Rapid technological adoption worldwide is changing both the nature of jobs and the skills required to do them, the online course provider Coursera notes in its recent “Campus Skills Report” for 2022.
At the same time, youth unemployment is reaching crisis levels around the globe, the report says. Both trends have been accelerated by the Covid-19 pandemic.
Drawing from data from Coursera’s 3.8 million registered student learners and 3,700 campus customers, the Campus Skills Report assesses the skills proficiency and job-readiness of higher-education students learning on Coursera and seeks to provide insights that policy makers can use to better align higher education and employment.
The report is divided into three sections, measuring the skills proficiencies of students for five emerging jobs globally; taking a closer look at student skill trends in nine countries, including Egypt and Saudi Arabia; and outlining skill-to-job pathways for 10 academic disciplines.

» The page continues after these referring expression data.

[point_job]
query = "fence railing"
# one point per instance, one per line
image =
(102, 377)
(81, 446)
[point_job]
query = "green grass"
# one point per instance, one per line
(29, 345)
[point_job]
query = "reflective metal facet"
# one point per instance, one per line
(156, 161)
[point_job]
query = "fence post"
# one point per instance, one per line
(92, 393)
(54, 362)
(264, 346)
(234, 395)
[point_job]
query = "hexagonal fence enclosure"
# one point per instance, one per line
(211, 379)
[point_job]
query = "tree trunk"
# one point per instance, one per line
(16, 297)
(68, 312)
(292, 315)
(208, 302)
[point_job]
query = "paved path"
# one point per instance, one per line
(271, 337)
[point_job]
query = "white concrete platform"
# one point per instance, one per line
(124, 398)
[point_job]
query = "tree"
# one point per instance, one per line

New Jobs Will Replace Those Disappearing
Advances in areas like automation and artificial intelligence (AT) are causing shifts in the division of labour among humans, machines, and algorithms, the report notes. It predicts that jobs that involve routine, repetitive work will disappear, while new jobs will emerge.
By 2025, it says, 85 million existing jobs may be lost, yet 97 million new jobs may arise.

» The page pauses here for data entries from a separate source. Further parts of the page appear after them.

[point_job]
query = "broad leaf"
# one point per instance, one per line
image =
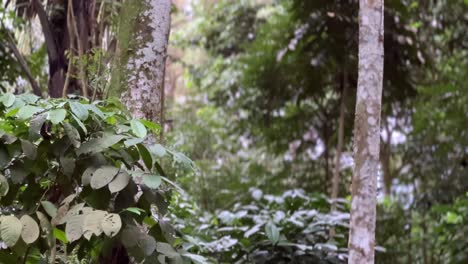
(29, 149)
(79, 110)
(111, 224)
(152, 181)
(138, 128)
(4, 186)
(96, 145)
(103, 176)
(74, 227)
(56, 116)
(72, 134)
(30, 231)
(120, 182)
(10, 229)
(28, 111)
(50, 208)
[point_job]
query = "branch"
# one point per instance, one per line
(22, 62)
(48, 36)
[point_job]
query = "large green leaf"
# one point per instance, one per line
(4, 186)
(35, 126)
(56, 116)
(8, 99)
(79, 110)
(111, 224)
(103, 176)
(87, 175)
(147, 244)
(46, 228)
(120, 182)
(272, 232)
(72, 134)
(10, 229)
(98, 144)
(29, 149)
(50, 208)
(30, 231)
(138, 128)
(74, 227)
(145, 156)
(92, 223)
(152, 181)
(28, 111)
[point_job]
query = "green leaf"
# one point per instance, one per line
(80, 124)
(10, 229)
(96, 145)
(8, 99)
(4, 186)
(103, 176)
(29, 149)
(138, 128)
(74, 227)
(72, 134)
(152, 181)
(453, 218)
(272, 232)
(35, 126)
(197, 259)
(133, 141)
(18, 173)
(60, 235)
(50, 208)
(30, 231)
(147, 244)
(28, 111)
(87, 175)
(120, 182)
(155, 128)
(145, 156)
(96, 110)
(135, 210)
(46, 228)
(158, 150)
(111, 225)
(92, 223)
(56, 116)
(79, 110)
(167, 250)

Many of these new jobs will center on skills that are uniquely human, the report says. These include cognitive skills, such as decision making and creativity, and social and emotional skills, such as collaboration and project management.
Demand for technology skills, such as software programming, machine learning, and product design, will also increase, the report says.
Five Emerging Jobs in Demand
The five emerging jobs most strongly demanded by Coursera students are data scientist, data analyst, software engineer, machine learning engineer, and marketing specialist. The World Economic Forum agrees that these jobs are among those most in demand globally.